◎ルーマニアはロシアの侵略を受けるウクライナと国境を接し、NATO加盟国の中で最も強くウクライナへの支持を表明してきた。
ルーマニアの選挙管理委員会は25日朝、大統領選の結果を更新し、親ロシア派の極右ジョルジェスク(Calin Georgescu)氏がトップで決戦投票に臨むこととなった。
多くの有権者がチョラク(Marcel Ciolacu)首相の落選に度肝を抜かれ、極右の躍進に動揺した。
選管によると、開票率99.99%時点でジョルジェスク氏の得票率は22.95%。
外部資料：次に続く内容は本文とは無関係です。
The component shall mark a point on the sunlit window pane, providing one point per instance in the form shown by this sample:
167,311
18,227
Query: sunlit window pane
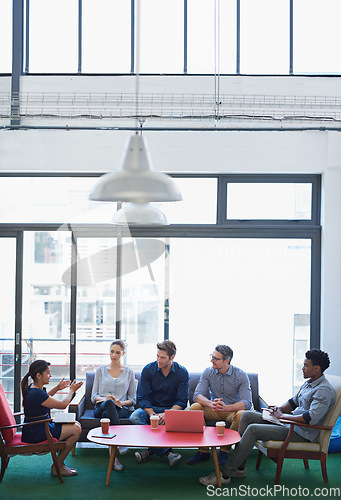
6,36
161,36
317,36
264,39
145,288
198,205
268,201
106,36
96,301
7,328
203,30
53,36
246,293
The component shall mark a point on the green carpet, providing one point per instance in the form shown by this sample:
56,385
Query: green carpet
29,478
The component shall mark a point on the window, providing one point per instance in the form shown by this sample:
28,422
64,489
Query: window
268,201
53,36
6,36
106,36
241,268
316,28
264,36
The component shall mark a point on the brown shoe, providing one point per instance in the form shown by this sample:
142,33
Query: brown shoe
117,465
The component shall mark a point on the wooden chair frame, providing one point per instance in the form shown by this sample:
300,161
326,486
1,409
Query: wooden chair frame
279,454
7,449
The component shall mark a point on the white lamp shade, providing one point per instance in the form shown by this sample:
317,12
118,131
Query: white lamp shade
139,213
135,181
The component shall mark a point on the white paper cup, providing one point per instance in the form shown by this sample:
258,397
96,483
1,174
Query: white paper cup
154,421
105,422
220,426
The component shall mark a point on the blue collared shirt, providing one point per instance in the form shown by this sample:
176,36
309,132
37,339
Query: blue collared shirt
157,390
313,401
232,387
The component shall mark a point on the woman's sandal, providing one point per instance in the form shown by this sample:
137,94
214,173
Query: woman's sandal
64,471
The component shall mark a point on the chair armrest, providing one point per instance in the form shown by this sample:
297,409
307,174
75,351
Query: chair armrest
303,424
262,403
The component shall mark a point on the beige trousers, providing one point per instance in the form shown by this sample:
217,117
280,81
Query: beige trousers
232,417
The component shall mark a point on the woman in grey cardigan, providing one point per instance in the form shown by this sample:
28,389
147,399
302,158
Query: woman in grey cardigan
114,390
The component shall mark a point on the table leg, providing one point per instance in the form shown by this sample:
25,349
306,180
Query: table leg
216,464
112,450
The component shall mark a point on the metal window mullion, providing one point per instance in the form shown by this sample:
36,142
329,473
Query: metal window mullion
291,38
18,319
132,36
27,37
17,58
80,32
167,290
315,292
119,283
73,306
238,38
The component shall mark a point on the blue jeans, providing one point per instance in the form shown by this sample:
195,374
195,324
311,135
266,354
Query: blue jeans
140,417
252,427
108,409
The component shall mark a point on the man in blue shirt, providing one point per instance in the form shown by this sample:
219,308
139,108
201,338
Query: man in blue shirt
223,393
163,386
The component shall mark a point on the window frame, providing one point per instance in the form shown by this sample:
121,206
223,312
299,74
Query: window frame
300,229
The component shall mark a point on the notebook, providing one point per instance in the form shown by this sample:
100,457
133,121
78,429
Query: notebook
270,418
184,421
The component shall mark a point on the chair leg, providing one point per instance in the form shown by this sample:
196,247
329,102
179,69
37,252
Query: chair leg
259,459
324,467
4,463
56,464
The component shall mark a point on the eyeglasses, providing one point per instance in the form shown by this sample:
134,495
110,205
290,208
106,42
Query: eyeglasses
216,359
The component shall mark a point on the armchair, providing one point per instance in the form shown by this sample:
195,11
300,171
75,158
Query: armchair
10,440
279,450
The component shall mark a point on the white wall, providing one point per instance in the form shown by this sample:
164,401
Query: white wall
211,151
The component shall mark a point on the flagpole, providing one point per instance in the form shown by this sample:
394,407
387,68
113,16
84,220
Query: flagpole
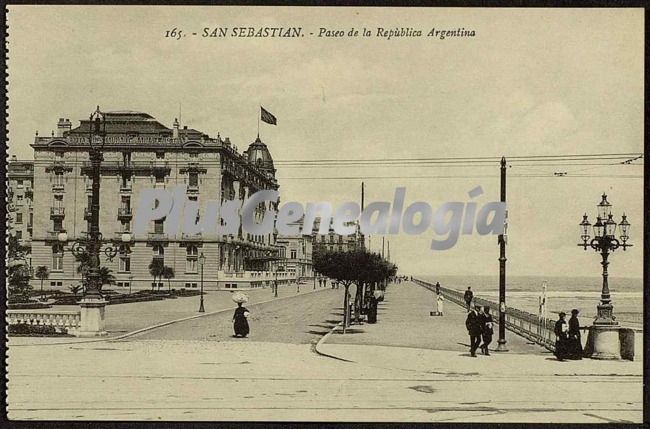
259,113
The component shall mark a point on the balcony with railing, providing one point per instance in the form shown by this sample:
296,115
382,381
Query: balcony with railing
57,212
157,236
52,235
192,237
124,213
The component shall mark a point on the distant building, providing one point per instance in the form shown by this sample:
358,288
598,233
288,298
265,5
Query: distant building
336,242
140,152
20,201
298,254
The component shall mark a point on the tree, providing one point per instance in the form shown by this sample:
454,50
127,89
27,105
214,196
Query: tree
168,273
156,269
106,277
42,273
341,267
358,267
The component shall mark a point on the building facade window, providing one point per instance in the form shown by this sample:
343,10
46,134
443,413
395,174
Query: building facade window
58,178
158,226
125,262
57,258
194,179
191,264
159,253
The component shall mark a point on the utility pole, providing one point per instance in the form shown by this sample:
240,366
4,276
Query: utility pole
501,344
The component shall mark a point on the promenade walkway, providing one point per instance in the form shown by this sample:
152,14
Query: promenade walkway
121,319
404,320
407,337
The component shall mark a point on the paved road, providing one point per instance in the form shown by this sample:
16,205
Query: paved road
302,319
232,380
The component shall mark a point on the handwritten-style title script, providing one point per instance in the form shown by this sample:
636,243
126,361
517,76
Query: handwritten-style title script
256,215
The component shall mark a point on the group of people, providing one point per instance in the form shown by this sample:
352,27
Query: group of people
322,282
479,325
568,344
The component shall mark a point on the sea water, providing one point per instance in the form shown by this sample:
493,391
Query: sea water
562,294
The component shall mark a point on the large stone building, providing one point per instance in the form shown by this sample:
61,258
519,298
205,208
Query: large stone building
298,254
20,202
139,153
337,242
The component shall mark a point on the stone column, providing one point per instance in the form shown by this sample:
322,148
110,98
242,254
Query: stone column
92,317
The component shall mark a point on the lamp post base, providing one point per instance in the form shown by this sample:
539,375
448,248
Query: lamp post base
501,346
603,343
92,317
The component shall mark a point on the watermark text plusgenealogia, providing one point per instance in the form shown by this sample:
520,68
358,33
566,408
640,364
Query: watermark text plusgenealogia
256,216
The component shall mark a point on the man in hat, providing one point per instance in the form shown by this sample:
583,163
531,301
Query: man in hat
562,337
469,296
473,325
575,340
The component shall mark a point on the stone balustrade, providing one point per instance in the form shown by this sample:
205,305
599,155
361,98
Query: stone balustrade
64,321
改革派の中道右派ラスコニ(Elena Lasconi)氏が19.17%、チョラク氏は19.15%となっている。
その後、チョラク氏は敗北を認めた。
無所属で出馬したジョルジェスク氏はほとんどの世論調査で得票率10%未満と予測されていたため、今回の結果は政治的な激震をもたらしそうだ。
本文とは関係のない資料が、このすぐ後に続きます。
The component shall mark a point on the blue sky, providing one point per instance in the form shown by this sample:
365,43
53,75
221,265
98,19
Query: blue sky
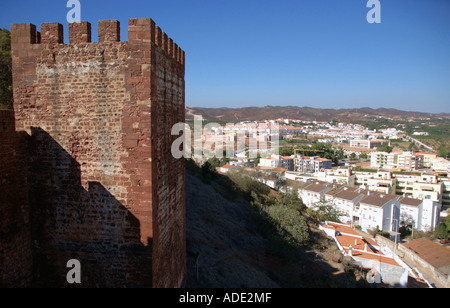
317,53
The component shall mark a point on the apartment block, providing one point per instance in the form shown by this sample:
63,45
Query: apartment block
368,143
311,164
383,160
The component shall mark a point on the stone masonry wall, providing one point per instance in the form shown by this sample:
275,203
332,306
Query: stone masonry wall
15,236
105,187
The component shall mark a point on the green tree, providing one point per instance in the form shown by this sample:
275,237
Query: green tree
6,93
290,224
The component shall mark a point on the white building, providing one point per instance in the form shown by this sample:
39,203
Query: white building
379,210
313,193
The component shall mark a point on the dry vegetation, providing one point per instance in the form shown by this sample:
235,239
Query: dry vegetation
232,245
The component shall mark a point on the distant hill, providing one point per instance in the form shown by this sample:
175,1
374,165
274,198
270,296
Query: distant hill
234,115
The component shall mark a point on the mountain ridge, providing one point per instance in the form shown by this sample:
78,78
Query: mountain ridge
306,113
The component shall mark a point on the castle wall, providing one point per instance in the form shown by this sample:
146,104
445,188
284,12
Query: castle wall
106,188
15,232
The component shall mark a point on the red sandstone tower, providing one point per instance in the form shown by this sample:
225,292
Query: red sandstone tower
103,185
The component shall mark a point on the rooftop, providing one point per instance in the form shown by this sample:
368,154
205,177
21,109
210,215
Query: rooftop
435,254
377,199
410,201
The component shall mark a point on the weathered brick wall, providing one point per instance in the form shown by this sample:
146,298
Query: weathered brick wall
98,134
15,236
168,108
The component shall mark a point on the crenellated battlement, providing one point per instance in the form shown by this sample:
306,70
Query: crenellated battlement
140,31
96,112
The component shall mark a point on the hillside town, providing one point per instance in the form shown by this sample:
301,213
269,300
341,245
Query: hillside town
380,189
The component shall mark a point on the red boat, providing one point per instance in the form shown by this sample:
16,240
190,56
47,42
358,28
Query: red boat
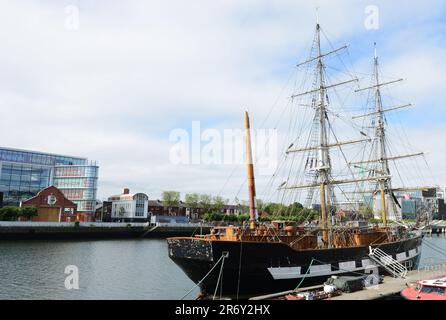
433,289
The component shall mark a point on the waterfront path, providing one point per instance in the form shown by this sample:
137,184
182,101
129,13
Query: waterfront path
392,286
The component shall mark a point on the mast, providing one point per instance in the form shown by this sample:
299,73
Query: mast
253,216
381,135
324,165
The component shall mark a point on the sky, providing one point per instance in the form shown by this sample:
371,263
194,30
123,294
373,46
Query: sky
114,81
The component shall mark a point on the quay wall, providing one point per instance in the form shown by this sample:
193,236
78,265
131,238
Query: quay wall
23,230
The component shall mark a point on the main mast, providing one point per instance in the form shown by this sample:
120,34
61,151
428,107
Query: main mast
381,136
323,165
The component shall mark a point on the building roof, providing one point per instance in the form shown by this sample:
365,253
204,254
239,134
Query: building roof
43,153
なお、地元メディアの出口調査ではチョラク氏がトップ、ラスコニが2位という結果だった。
地元メディアによると、ジョルジェスク氏は過去にロシアのプーチン(Vladimir Putin)大統領を「国を愛する男」と絶賛し、ウクライナを「敵対国家」と呼んだことがある。
またジョルジェスク氏は1930~40年代にかけてのルーマニアのファシストやナショナリスト指導者たちを国民的英雄と評して物議を醸したこともある。
ラスコニ氏は25日の声明で、「ルーマニアは岐路に立っている」と警告した。
またラスコニ氏は「ルーマニアは今、我が国の民主主義を守ろとする人々と、ルーマニアをロシアの勢力圏に戻そうとする人々との歴史的な対立の中にある」と述べた。
多くの与党議員もこの結果に懸念を表明し、連帯してジョルジェスク氏に勝利する必要があると促した。
ルーマニアの大統領は主に外交を担当し、その権限は限定されている。
ルーマニアはロシアの侵略を受けるウクライナと国境を接し、NATO加盟国の中で最も強くウクライナへの支持を表明してきた。
決選投票は12月8日に行われる。